The Breeder’s Equation
\[R = h^2 S\]where $S$ is the selection differential (the mean phenotype of selected parents minus the population mean) and $h^2$ is narrow-sense heritability. Equivalently, in terms of selection intensity $i$ (the standardised selection differential):
\[R = i\, h^2\, \sigma_P = i\, h\, \sigma_A\]For a truncation selection scheme where the top fraction $p$ of a normal distribution is selected, $i = \phi(t)/p$ where $t$ is the truncation point and $\phi$ is the standard normal density.
Selection Differential and Intensity
| Proportion selected ($p$) | Selection intensity ($i$) |
|---|---|
| 0.01 | 2.665 |
| 0.05 | 2.063 |
| 0.10 | 1.755 |
| 0.25 | 1.271 |
| 0.50 | 0.798 |
The Selection Index
When multiple traits are measured, the optimal linear index for selection on a single goal trait uses index coefficients $\mathbf{b}$:
\[I = \mathbf{b}^\top \mathbf{x}, \quad \mathbf{b} = \mathbf{P}^{-1}\mathbf{G}\mathbf{a}\]where $\mathbf{P}$ is the phenotypic variance-covariance matrix, $\mathbf{G}$ is the genetic variance-covariance matrix, and $\mathbf{a}$ is a vector of economic weights. The index maximises the correlation between $I$ and the aggregate genotype $H = \mathbf{a}^\top \mathbf{g}$.
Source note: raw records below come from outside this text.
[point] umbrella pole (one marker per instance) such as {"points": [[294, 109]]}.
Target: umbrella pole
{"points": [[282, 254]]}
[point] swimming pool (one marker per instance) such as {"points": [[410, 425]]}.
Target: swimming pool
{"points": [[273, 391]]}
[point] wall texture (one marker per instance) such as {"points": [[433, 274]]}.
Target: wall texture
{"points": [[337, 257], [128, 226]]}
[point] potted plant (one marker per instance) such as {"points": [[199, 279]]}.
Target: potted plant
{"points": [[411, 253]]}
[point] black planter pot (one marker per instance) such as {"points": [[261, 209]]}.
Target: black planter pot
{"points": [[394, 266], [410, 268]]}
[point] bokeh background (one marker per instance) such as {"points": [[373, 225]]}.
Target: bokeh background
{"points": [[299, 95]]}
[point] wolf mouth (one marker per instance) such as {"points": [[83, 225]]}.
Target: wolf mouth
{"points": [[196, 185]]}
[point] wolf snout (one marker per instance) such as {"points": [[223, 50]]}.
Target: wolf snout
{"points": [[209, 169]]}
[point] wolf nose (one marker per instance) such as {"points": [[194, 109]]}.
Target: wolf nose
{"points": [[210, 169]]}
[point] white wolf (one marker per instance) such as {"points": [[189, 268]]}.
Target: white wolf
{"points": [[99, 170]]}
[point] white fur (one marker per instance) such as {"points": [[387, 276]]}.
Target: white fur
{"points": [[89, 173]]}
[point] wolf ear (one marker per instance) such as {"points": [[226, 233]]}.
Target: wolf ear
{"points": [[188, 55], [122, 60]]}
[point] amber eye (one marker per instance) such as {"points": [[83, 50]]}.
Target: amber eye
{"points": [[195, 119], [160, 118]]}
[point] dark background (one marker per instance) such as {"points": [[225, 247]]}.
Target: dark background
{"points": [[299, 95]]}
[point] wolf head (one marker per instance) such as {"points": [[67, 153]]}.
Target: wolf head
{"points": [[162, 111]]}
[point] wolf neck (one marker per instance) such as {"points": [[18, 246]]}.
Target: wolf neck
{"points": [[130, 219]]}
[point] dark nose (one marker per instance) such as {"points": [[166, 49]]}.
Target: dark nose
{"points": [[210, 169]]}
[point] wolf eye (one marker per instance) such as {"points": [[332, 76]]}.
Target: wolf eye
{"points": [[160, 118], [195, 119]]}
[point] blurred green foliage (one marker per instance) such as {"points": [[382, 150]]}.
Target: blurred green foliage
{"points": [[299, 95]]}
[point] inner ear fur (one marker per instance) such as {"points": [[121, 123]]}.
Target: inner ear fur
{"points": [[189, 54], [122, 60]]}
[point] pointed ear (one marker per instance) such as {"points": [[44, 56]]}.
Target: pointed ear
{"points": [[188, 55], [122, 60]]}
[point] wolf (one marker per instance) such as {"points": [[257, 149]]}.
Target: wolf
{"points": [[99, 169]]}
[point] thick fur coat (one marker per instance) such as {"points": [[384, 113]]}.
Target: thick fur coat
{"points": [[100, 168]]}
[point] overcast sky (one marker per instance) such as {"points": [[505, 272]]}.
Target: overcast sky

Long-Term Response and Limits
Sustained directional selection erodes additive genetic variance: $V_A$ declines as favourable alleles approach fixation. The Robertson–Hill limit estimates the total response from drift and selection in a finite population of size $N_e$:
\[R_{\infty} \approx 2\, N_e\, R_1\]where $R_1$ is the single-generation response. In practice, mutation-selection balance and frequency-dependent effects sustain long-term response beyond this prediction.